Director: Marc Webb
Starring: Andrew Garfield, Emma Stone, Denis Leary, Martin Sheen, Sally Field, Irffan Khan and Rhys Ifans
While many will rightfully be talking about Andrew Garfield and Emma Stone, Marc Webb is one of the unsung heroes of this film. In only his second feature film and first blockbuster Hollywood production, he has managed to seemingly effortlessly make that transition from the smaller to the larger scale, without losing his personal touch. A 500 Days of Summer vibe is clearly evident in this film, yet it does not come at the expense of the film’s summer blockbuster duties. What is arguably most impressive about Webb’s direction however, is the way in which he handles the action sequences. This is the first time Webb has directed feature film action and while admittedly in a film of this scale he had all the financial and technical support one could hope for, it is still an impressive achievement how coherent, exciting and well staged the action is for such a relatively inexperienced director. The POV shots displayed in the trailer are much less frequent than you may expect, with the film not making quite the use of 3D that I would have hoped, having yet to see it in 2D, I have a feeling that Spider-Man swinging through New York will be just as exhilarating and immersive with the glasses off.

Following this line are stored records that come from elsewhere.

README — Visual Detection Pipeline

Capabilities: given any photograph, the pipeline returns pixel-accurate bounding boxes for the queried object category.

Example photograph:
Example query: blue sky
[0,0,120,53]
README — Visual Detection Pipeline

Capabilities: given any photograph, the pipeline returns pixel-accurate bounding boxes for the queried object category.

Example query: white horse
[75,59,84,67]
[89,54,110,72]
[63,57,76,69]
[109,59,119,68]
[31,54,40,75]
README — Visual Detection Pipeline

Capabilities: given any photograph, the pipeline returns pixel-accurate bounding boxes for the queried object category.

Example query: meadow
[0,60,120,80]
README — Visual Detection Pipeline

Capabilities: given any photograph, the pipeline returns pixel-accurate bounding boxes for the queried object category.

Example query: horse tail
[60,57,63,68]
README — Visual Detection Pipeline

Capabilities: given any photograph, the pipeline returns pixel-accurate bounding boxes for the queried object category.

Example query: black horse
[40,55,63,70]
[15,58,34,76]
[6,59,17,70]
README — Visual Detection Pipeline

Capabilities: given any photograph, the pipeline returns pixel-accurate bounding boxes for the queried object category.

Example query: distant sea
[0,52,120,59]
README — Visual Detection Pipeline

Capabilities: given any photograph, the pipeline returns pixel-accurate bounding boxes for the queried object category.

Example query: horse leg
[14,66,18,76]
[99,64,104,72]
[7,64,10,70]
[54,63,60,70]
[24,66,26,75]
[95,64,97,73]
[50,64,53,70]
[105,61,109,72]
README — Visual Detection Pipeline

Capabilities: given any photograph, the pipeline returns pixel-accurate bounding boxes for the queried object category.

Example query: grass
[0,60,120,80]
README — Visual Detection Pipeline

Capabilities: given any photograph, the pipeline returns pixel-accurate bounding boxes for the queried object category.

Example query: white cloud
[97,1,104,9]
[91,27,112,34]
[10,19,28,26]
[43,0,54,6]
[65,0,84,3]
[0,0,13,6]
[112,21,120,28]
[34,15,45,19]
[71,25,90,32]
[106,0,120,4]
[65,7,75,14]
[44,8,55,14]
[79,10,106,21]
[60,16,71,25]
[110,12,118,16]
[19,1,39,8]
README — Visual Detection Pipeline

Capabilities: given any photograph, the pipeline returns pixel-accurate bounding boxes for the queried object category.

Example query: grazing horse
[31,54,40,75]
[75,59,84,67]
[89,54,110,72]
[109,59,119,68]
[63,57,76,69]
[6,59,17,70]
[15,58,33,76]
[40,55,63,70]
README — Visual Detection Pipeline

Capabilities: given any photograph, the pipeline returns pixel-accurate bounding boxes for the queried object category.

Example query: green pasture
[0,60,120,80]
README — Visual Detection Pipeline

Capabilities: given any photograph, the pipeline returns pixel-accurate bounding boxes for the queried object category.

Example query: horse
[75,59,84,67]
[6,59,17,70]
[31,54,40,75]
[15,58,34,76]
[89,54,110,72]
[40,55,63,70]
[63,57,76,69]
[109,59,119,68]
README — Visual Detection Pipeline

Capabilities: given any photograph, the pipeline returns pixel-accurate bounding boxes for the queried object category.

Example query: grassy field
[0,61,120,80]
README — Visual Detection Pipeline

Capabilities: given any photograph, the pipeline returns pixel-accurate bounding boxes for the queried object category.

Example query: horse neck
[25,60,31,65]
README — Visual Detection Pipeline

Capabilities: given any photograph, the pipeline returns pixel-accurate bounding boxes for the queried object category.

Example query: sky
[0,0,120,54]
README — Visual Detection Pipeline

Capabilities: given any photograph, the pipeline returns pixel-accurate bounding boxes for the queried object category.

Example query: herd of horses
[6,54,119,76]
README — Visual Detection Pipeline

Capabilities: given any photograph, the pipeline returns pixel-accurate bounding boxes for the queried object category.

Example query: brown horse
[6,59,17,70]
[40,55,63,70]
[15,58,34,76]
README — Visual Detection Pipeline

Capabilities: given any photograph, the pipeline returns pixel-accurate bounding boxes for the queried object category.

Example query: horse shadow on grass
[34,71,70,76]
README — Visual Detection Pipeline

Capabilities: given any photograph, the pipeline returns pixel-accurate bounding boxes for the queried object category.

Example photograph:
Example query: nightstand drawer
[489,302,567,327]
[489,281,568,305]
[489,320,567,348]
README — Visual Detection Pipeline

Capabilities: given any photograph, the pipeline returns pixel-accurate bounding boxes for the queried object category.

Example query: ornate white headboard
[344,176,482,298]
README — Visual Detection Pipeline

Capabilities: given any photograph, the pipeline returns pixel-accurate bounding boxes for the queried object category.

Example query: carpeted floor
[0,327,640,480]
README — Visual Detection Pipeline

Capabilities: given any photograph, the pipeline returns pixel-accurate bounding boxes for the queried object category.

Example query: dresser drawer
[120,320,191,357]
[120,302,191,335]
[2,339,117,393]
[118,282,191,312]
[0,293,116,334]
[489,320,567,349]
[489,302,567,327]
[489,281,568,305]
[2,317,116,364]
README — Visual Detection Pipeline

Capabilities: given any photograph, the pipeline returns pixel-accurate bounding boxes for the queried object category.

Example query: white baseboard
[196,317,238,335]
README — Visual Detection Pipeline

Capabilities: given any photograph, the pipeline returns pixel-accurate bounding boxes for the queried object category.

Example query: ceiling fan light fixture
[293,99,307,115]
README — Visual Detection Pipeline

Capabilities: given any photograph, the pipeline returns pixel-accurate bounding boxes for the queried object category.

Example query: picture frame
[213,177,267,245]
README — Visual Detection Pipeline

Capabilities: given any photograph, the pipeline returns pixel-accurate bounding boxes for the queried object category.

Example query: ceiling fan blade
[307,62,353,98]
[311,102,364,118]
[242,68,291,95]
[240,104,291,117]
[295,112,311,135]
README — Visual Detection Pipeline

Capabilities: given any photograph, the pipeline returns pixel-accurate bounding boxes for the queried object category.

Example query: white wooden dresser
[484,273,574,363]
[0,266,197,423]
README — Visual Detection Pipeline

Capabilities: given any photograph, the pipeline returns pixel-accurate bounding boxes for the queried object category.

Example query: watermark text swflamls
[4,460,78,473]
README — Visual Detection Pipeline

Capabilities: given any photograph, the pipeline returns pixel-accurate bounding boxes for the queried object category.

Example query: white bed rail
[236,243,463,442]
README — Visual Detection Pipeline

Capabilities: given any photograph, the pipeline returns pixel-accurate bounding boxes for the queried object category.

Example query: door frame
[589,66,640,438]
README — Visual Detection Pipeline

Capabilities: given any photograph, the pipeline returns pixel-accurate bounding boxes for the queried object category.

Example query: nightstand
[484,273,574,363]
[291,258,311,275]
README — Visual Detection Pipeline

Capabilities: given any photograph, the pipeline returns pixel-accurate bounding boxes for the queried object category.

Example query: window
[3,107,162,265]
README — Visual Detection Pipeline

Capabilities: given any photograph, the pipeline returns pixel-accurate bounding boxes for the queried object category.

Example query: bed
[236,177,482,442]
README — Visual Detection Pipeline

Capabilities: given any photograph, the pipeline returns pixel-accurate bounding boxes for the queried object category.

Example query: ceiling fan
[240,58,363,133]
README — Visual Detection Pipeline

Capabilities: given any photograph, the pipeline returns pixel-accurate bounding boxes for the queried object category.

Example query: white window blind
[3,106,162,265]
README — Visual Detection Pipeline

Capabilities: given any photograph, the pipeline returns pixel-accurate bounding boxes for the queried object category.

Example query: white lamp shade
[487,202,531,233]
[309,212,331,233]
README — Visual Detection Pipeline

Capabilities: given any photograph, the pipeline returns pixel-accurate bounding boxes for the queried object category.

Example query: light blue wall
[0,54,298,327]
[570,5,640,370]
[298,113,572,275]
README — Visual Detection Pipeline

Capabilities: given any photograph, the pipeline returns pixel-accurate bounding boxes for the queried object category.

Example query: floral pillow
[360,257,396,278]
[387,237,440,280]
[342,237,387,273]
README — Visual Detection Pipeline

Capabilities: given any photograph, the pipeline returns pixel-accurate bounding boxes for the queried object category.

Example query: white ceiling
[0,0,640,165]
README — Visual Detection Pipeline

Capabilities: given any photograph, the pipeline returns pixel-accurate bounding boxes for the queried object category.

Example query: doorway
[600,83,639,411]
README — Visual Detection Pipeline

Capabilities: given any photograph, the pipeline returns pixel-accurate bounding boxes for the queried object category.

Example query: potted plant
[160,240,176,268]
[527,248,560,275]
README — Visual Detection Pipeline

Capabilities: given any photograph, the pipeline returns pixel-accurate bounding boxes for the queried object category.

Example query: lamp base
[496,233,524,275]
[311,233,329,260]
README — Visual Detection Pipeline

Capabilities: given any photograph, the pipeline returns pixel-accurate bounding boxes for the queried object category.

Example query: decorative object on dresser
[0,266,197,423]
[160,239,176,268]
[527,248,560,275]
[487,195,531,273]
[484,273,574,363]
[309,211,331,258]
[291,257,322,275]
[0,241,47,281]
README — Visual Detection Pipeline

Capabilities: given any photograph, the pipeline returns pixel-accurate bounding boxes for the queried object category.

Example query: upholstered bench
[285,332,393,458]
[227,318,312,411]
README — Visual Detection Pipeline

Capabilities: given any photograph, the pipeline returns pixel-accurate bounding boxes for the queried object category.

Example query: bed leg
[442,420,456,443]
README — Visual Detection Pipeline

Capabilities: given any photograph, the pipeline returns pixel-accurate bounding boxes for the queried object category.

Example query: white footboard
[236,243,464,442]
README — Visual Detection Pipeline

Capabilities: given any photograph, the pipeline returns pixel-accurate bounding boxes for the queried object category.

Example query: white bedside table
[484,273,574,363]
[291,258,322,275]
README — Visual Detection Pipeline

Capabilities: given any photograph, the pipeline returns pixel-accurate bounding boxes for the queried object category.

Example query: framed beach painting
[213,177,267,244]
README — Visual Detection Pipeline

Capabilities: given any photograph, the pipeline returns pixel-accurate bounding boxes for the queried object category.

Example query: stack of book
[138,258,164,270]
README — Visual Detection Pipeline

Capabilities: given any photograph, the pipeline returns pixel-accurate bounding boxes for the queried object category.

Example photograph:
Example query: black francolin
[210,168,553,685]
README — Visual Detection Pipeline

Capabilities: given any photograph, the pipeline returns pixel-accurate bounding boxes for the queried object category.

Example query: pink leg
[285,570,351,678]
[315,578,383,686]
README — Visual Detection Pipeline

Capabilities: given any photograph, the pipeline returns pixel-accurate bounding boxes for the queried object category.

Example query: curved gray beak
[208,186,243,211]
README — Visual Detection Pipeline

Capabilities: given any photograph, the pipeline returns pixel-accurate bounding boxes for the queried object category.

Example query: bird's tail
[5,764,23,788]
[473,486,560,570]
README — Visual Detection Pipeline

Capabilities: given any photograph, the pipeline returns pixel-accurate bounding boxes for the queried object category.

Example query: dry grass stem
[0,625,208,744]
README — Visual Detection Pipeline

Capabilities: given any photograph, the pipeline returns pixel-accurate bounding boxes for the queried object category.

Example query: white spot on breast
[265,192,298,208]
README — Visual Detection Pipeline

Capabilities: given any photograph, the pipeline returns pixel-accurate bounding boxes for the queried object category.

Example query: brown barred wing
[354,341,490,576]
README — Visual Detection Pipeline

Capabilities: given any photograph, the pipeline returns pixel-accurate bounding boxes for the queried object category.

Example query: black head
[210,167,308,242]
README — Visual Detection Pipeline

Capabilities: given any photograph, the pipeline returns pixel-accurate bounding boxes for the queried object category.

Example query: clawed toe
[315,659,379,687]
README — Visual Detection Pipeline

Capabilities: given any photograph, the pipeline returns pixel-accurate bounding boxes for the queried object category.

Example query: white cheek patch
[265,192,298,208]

What Webb also does superbly in this film, is balance the tone. Some critics, will be keen to claim that this film is an attempt to copy the Nolan Batman darkness, however while this film does have its dark moments, it is much lighter in tone and anybody who makes that claim with seriousness is either forgetting just how dark recent Batman is, what a dark tone even is, or what film they are reviewing. This film, like the original Raimi Spider-Man films, has dark and light moments however they never seem jarring in relation to one another as the tone is so clearly set and followed throughout. This is a film which never gets overly comedic yet never overly serious and seems to have carved a nice middle ground for itself, in relation to the more comedic Avengers and the upcoming, supposedly more serious, Dark Knight Rises.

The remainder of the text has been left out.